Eighteen months ago the La Trobe alumni formed the group 3 AMPS, meaning three artists, three methods, three practices. This month, they launch their first group exhibition at the coveted, and oh-so-classy, Living Arts Space in the old post office, central Bendigo.
“It’s a beautiful room and it means we’re guaranteed to have our work seen because there are people coming through here all the time,” Sharon says of the space adjoining the Bendigo Visitor Information Centre.
“We also know how lucky we are to be here at the same time as Marilyn,” Lyn adds. “And the exhibition been exceptionally well curated… to have a curator work so beautifully, it’s magic.”
Turns out there’s strength in threes, too. Mari says she’s spent much of her 20 years in Bendigo networking. Getting to know other artists and professionals. When 3 AMPS went searching for a space for its first show, Mari called on contact Lauretta Zilles, Living Arts Space curator.
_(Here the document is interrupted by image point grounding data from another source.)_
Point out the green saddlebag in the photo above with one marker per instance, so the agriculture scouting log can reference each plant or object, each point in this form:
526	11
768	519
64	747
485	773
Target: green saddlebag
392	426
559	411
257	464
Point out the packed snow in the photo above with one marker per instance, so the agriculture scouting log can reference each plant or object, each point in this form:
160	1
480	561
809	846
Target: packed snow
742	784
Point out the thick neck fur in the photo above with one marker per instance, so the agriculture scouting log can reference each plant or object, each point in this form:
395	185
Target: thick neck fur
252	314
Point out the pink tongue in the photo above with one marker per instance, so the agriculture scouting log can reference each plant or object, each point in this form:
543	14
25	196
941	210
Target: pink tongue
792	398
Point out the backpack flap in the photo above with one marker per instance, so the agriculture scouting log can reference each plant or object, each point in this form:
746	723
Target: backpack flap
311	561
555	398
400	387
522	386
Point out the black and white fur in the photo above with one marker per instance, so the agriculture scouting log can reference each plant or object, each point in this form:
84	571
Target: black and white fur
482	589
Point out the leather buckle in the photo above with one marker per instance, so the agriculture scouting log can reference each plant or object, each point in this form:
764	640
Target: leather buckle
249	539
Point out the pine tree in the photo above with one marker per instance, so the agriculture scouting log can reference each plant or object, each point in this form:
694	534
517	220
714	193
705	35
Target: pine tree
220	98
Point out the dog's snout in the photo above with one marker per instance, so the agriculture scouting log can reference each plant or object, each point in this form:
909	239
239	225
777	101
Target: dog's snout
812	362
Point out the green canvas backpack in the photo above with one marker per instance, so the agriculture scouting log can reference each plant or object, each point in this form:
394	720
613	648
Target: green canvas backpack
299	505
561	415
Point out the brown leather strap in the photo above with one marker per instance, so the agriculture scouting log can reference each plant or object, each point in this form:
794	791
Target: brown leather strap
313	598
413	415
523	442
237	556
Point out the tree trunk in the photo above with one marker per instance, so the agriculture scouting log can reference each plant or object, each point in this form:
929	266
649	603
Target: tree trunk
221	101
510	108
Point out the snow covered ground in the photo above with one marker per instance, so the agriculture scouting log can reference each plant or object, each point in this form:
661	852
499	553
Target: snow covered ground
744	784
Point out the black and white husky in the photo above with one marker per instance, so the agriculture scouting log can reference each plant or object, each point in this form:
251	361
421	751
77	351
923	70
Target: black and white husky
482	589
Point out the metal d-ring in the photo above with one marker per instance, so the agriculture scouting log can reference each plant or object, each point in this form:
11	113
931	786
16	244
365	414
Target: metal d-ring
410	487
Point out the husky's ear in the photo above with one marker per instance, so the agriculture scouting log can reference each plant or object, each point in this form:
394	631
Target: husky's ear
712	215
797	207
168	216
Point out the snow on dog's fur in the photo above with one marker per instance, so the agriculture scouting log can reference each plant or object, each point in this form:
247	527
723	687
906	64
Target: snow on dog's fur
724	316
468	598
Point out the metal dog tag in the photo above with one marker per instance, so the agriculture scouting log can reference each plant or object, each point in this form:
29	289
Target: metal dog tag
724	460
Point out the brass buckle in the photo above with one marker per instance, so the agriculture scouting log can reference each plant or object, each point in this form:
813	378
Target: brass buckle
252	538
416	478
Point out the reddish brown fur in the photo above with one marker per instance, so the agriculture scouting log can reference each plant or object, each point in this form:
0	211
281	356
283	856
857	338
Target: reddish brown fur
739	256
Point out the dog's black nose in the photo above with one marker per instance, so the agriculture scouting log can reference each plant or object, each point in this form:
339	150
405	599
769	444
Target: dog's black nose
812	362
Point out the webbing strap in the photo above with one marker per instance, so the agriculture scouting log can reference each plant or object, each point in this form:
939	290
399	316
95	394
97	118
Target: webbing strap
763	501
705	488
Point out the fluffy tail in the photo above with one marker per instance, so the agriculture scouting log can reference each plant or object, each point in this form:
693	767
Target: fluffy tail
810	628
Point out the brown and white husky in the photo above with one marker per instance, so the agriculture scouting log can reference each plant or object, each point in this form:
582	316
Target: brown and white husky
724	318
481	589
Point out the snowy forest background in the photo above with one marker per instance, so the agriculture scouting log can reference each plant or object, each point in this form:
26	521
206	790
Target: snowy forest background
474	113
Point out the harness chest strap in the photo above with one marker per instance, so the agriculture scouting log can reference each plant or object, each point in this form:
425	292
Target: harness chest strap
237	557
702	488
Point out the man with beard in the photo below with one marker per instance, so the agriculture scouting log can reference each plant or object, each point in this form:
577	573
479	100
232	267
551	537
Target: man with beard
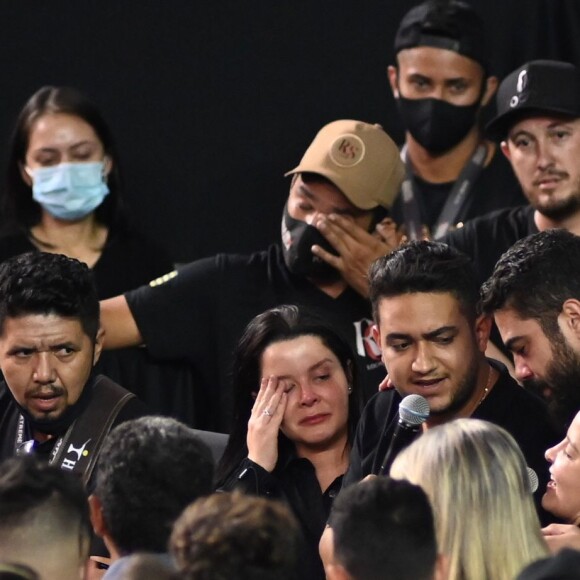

“You really only get one chance to be here because there’s such a lot of artists wanting to be in this space,” Sharon says.
This show is the result of a year of collaboration and work. Titled The Transient Landscape, a love of Bendigo, its natural and built heritage, tie the pieces together.
Look closely at Lyn Cole’s ceramic cups. Each one different, each one hand-stamped with vintage lithograph symbols and letters, honouring Bendigo.
“It’s everywhere in Bendigo, these little patterns and details,” Lyn says, pointing out the heritage mouldings on the gallery walls.
“My dad was a linotype operator in Melbourne at the Herald, and now I collect the block metal type. In the gold rush time, linotype was how things were printed.”
Lyn has stamped scenes on the cups, depicting the flow of wealth from underground to Bendigo’s grand old streets. Her work also includes ceramic vessels hand-painted with local scenes and highlighted with 22-carat gold. They’re beautiful.
Gold is a theme in Sharon’s work, too. Metallic paper petals of everlasting daisies, soft gum and wattle blooms and bees on sunflowers focus on nature’s treasures. Concertina books and poetry highlight Sharon’s love of the bush. She obtained a permit to collect specimens for her images, paper bowls and potpourri.
She’s also taken what she learnt in the La Trobe dark room and applied it to digital art, hand-colouring photograms with pastels for a creamy, dreamy, feathery feel.
Some of Mari’s work looks below Bendigo’s heritage veneer. The installation Of Gold, Will and Power is a nod to the 1800s gold rush and “the will of the people to persevere through struggles and hardships and the power of the hierarchy who control the town,” Mari says.
“All of the above is still here today, it is visible between the old and new Bendigo, it is happening in the honeycomb system beneath our feet as people mundanely go about their day-to-day business and it is also current in today’s social climate.”
Other pieces, such as this beautiful bowl, highlight her skill as an artist and the colours of our landscape.
The trio all agree they’ve found inspiration and focus through working together. “You’ve always got to have a project to work towards. It keeps your creativity alive, it keeps that light burning,” Lyn says.
These artists represent over 15 years of creative arts education at the Bendigo campus. Mari graduated in 2002, Sharon in 2011 and Lyn in 2013.
“After spending 20 years as a solitary artist, going to uni was just huge,” Lyn says. “The support and the networking opportunities are huge, and having access to the knowledge of the tutors who’ve been there for 25 years was fantastic.”
The women have called on La Trobe visual arts lecturer Anthony Conway to open The Transient Landscape at 2pm Saturday, April 30 at the Living Arts Space in the old post office, Pall Mall. The works will be on show and on sale until August 7, 2016.